Nearly all the work that has been done on the development of the “pituitary body has been concerned with its mode of origin and with the early stages of its growth. The later stages, although probably of greater physiological importance, have been comparatively neglected. The differentiation of the epithelium of the anterior lobe, the relations of epithelium to the nervous tissue of the posterior lobe, and the extraordinary differences
in the vascularity of its several parts are all features which need investigation. Its development in mammals has been followed chiefly in animals in
which the posterior lobe of the pituitary becomes a solid structure at a
comparatively early stage. In the cat, this lobe remains hollow throughout
development, and presents peculiarities of morphological interest which are
not found in the pituitaries of other animals. The structure of the posterior
lobe in the cat is also of a simpler character, and the nature and arrangement of the cells found in it can be interpreted more readily than in the
case of those animals which possess a solid lobe. For these reasons the
pituitary body of the cat forms the basis of the description in this paper.

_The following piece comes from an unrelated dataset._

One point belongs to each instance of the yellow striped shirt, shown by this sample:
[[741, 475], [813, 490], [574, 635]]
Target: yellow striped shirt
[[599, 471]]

The embryos of man, ox, and pig, which furnish a different type of pituitary,
have also been eizamined, and some of the more important features presented by them receive attention.
Historical
The pituitary body was at one time thought to be wholly derived from the brain, but Rathke (26) in 1838 described the invagination of mucous membrane which is now known as Rathke’s pouch. Rathke rightly assigned to this pouch the origin of the epithelial portion of the pituitary, but was mistaken in believing it to be derived from the entoderm of the fore-gut. His view was not at once accepted. Reichert (28) failed to find the invagination, and put forward the theory that the epithelial portion of the pituitary is a structure of mesodermic origin derived from the anterior end of the notochord. His (14«) lent additional support to Reichert’s view, but made no special investigations of the subject himself. Both Rathke (27) and Reichert (29) subsequently changed their opinions, the latter believing the anterior lobe to arise from a proliferation of the cells of the pia mater. Dursy (8) sought to unite the original view of Rathke with that of Reichert and His, and described the origin of the epithelium of the pituitary from the fore—gut, and the origin of its vascular stroma from the tissue of the head of the notochord. W. Miiller (23) demonstrated that the anterior lobe of the pituitary is derived from Rathke’s pouch, but fell into the same error as Rathke and Dursy in believing it to be of entodermic origin. The later researches of Gotte (12) and Balfour (3) showed that the pouch described by Rathke is derived, not from the fore-gut, but from the epithelium of the buccal cavity immediately in front of the oral plate. The pouch is now recognised as an ectodermic structure.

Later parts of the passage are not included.